Let’s suppose I have a mesh composed of a single face (triangle).

Using barycentric coordinates, how can I change the colour of a point inside the triangle?

Right now I know how to change the colour of each of the vertexes that form the triangle, but I need to be able access and change more information.

Thank you.

15 Replies

What do you mean by “point inside the triangle” ?

If there is no vertex inside this triangle (which is then not a triangle, but three triangles) you cannot change its color (Pure logic). Only vertices, faces and edges can store color information.

Hello Groucho, thanks for your reply.

By “point” I mean anything inside the triangle that can be accesed by barycentric coordinates using the three vertexes that define the triangle.

For example, I can assign one colour to each vertex. But how can I assign a different colour to the middle (the barycentric centre) of the triangle?

For example, how can I make the triangle have two different colours? Like half white half black divided by an imaginary line defined by barycentric coordinates.

For example, I want to apply a procedural texture written by me, without using the material editor. Using only the information provided by the vertexes, this doesn’t look good.

nope – you would have to refine your mesh (or, in theory, the CPV data – but I’m not sure that actually works)

As far as I know, you cannot modify the way two colors interpolate from one vertex to another along a given edge. It is always a linear interpolation so that at the middle of the edge, the color is 50% mix between vertex A and vertex B.

Or, to put it another way, the “point” doesn’t exist until render time / viewport render time. It’s an artefact of the render pipeline.

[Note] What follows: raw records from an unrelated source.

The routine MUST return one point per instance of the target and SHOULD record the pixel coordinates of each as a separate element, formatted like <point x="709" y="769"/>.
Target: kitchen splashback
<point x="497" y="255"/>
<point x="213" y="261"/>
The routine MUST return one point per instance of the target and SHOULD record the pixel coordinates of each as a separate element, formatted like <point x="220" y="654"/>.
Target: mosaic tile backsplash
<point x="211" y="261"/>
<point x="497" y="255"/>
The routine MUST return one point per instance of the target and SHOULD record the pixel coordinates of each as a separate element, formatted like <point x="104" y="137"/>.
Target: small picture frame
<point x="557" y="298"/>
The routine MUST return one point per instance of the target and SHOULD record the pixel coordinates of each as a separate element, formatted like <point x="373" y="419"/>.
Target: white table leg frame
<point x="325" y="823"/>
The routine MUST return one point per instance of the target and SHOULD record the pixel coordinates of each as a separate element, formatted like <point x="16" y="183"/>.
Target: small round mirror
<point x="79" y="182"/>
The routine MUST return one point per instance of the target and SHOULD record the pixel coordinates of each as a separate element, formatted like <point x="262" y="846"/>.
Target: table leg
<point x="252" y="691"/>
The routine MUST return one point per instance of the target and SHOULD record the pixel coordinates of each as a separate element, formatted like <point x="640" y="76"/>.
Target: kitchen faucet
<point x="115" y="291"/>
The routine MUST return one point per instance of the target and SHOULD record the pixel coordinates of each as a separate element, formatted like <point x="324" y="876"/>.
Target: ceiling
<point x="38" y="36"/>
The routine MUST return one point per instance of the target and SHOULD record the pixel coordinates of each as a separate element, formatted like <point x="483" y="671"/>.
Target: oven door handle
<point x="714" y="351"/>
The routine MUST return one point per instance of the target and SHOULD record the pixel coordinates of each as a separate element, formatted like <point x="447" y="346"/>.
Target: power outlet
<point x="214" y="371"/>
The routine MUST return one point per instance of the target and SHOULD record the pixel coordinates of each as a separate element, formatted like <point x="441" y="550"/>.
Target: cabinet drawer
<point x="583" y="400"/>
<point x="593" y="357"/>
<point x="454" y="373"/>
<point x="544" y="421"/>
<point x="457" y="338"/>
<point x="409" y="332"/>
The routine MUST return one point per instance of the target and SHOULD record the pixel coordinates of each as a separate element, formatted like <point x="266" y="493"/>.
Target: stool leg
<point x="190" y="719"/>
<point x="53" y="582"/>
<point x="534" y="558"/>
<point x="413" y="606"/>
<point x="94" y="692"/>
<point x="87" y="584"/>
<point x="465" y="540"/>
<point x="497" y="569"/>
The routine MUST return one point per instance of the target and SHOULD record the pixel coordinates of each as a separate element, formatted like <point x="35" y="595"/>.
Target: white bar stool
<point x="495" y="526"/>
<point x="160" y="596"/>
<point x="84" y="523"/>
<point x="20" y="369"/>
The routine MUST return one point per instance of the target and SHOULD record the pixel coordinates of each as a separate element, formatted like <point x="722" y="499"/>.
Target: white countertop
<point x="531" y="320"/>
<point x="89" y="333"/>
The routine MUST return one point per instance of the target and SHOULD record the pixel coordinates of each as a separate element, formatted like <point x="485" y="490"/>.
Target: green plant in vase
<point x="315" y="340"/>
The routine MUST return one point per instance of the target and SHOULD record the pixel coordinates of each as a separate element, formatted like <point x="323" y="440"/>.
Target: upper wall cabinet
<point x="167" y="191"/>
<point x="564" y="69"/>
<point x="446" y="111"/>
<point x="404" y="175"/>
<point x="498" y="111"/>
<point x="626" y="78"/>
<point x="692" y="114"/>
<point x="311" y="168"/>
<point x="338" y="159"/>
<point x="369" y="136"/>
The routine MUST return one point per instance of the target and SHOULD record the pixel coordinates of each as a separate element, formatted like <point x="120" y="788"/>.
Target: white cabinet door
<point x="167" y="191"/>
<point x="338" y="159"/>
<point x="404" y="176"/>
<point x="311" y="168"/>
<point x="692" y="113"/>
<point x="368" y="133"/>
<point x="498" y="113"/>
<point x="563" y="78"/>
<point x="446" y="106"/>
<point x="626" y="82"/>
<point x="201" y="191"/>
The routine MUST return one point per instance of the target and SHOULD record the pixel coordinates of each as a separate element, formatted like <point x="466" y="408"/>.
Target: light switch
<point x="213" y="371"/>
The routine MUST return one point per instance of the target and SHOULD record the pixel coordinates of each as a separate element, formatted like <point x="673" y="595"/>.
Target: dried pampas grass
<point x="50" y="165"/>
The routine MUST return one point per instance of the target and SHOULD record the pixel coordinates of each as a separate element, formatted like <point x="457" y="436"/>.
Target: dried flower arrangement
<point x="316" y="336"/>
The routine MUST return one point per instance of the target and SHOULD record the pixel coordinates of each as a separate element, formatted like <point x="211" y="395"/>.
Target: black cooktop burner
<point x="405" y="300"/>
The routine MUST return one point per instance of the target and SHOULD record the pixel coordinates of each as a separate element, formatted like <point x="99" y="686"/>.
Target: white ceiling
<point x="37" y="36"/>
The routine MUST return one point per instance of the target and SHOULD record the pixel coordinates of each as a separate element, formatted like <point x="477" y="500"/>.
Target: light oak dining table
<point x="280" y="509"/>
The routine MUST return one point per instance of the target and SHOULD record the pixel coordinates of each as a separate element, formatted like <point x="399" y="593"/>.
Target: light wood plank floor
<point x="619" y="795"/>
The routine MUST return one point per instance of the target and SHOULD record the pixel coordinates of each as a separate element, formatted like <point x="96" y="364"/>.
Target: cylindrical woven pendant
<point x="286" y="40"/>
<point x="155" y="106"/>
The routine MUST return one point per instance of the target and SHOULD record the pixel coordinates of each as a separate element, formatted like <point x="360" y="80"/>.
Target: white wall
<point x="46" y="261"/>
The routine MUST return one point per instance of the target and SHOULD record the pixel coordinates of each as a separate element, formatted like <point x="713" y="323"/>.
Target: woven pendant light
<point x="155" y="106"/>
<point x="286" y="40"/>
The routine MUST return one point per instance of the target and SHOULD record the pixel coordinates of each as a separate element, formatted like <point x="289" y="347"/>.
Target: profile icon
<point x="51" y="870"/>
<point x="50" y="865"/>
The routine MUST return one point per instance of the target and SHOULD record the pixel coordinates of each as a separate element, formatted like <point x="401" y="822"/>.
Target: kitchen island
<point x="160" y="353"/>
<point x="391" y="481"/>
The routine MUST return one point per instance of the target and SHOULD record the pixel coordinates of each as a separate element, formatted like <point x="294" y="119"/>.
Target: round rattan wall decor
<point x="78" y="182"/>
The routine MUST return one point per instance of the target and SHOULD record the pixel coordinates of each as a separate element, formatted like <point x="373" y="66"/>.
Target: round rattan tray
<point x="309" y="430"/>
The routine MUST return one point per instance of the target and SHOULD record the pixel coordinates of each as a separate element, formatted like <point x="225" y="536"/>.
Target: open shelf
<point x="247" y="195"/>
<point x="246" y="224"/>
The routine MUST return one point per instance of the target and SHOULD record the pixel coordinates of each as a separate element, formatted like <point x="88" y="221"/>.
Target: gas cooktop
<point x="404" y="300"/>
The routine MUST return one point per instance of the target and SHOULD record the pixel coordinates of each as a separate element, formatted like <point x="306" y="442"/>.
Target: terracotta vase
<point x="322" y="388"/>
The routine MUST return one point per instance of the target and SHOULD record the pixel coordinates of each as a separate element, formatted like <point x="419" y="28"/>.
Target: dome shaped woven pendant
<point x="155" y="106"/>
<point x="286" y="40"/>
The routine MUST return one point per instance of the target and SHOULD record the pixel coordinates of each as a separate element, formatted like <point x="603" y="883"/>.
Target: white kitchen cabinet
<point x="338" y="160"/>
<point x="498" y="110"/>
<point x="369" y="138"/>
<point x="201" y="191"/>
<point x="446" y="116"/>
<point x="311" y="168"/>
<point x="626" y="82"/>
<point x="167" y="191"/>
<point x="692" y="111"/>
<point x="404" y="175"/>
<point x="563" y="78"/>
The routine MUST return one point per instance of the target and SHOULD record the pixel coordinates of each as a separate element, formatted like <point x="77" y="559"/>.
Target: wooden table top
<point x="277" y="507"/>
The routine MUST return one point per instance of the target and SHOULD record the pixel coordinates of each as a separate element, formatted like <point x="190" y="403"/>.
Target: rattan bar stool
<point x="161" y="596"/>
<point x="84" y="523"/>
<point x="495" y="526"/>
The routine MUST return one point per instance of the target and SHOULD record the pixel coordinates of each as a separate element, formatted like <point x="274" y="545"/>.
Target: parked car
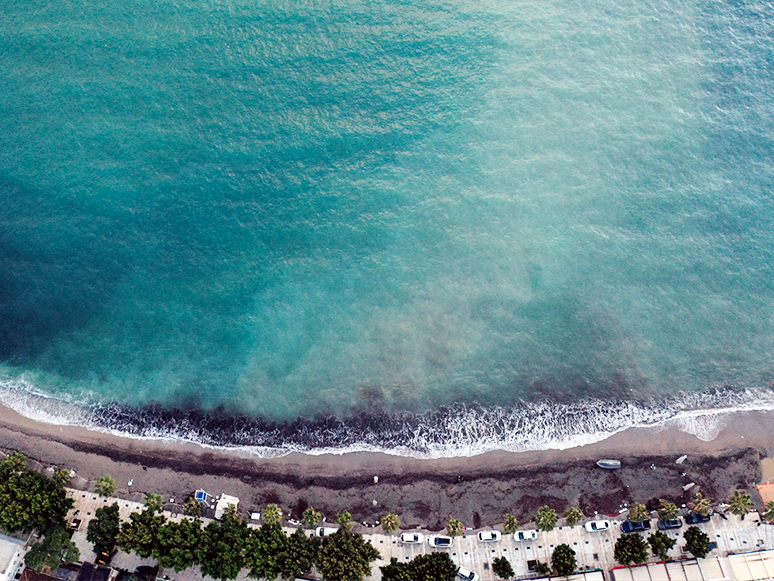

Maybe with Nurbs you can access precisely a given point on a NURBS surface, voxel like.

So let me get this straight…

If I have a huge mesh plane consisting of only two faces (the two triangles), I cannot WRITE a procedural texture to make it have a chess board texture, or to make it have all the colours of the rainbow, or whatever procedural texture I want. Right? I have to go to the Material Editor and work in a non-script related manner?

Thanks again

That is correct. The only way to do what you want would be to refine your mesh (e.g. via the Tesselate modifier) and then affect vertices from there. But you’re going to end up with a looooooooooot of vertices.

If you want a programmable shader, wait for 2010 which has the mental mill thing going on, or find somebody to recompile MaxShade (it’s in SourceForge)… it had a renderman-like shading language support for textures… anything, including the scanline renderer, would render those. Tad slow, tho’.

In the end, you may have to learn C++ and get down and dirty with the 3ds Max SDK

Of course you can create, modify and apply materials using MAXscript only, without accessing the Material editor, but what we are telling you is that you cannot act directly on the geometry, you must use maps to apply on your object.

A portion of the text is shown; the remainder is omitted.